Seeing how our work impacts users, that’s probably the most fun. I remember in the past there was one fairly complicated project where we were put into a test store. We were going to visit that store to see how it was doing, and the person coordinating warned us that the store manager was great, but they were very blunt. We were warned to be ready for blunt feedback, but when we got there the store manager was all smiles. They thanked us, saying that what we built for the test store was going to really help them a lot, and how great it will be for their processes. That impact is the most fun to me!
The most challenging – not having enough hours in the day. That’s more a challenge of prioritization, because if you prioritize based on what you know to be true at that moment, then you can say I know what I know, and prioritize, based on that. It’s managing the fear of not knowing that is the most challenging. You might know the Yoda-ism “Fear leads to anger. Anger leads to hate. Hate leads to suffering.” So as a manager, you have to not let fear get to you and make you suffer. If a manager is suffering, I think that suffering can cascade down to other people. Fear often leads to micromanaging. I think that’s why a lot of people want to control all the variables. The main thing is to not let fear eat you up.

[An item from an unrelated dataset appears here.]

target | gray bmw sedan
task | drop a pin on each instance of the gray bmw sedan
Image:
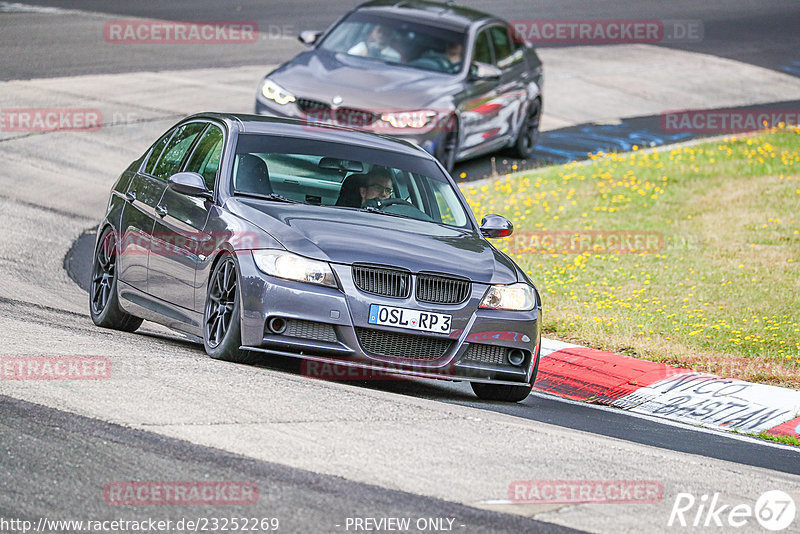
(344, 248)
(453, 80)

How does your role help drive the company’s success?
I do a series of onboarding activities for the company – usually for the designers. And there’s a slide in one of our onboarding decks, with six pictures. The first one is a picture of an empty room. The second one is an empty room with two cardboard boxes filled with files. The third one is a glass walled conference room, with a chair sitting outside it. The fourth one is a conference room with a kids’ table next to it. The fifth one is a whiteboard that has UX written on it with chairs surrounding it. And the sixth one is this big conference-style room with UX artifacts everywhere.
The UX maturity of a lot of organizations is represented by one of those six pictures. The empty room represents a total lack of it, then it goes to the cardboard box where UX is living in this room. It is a thing, but just sits in the room – nobody really uses it. The glass walled room with chair outside it represents UX having a seat at the table, but not really being considered in the decision making. The next images show UX taking a more prominent role until the last image where it appears to be completely and fully integrated into the boardroom – which obviously represents the business as a whole.
The reason I use that example is that when I started at Elastic Path, UX was like that seat sitting outside the conference room, where we did have some influence, but not so much in what we were building. We were just grafting UI onto the APIs, for instance. So, I think the impact that I’ve had, alongside the team of designers that I lead, is that we’ve really brought UX to the forefront. I think that’s the biggest impact – spreading that understanding of design, user experience, and just being that reminder, that nagging voice in the back of their head saying user experiences are important. Now people at Elastic Path are embracing user experience more beyond just UI but also to how we build the API’s as well.
What does a typical day look like for you? What do you actually spend your time doing?
I still do hands-on design work such as when I need to fill a gap. The biggest thing I do on a day-to-day basis is facilitating communication and alignment throughout our department and for UX as it fits into the whole organization. It isn’t easy when we are fully remote – achieving alignment is hard! Three people can leave the same meeting, and if you asked them what the takeaways were, you’d get three different answers. That’s a lot of my day-to-day is like coordinating with the designers, coordinating with each of the squads, working on different features and problems to be solved, and making sure that the alignment is there.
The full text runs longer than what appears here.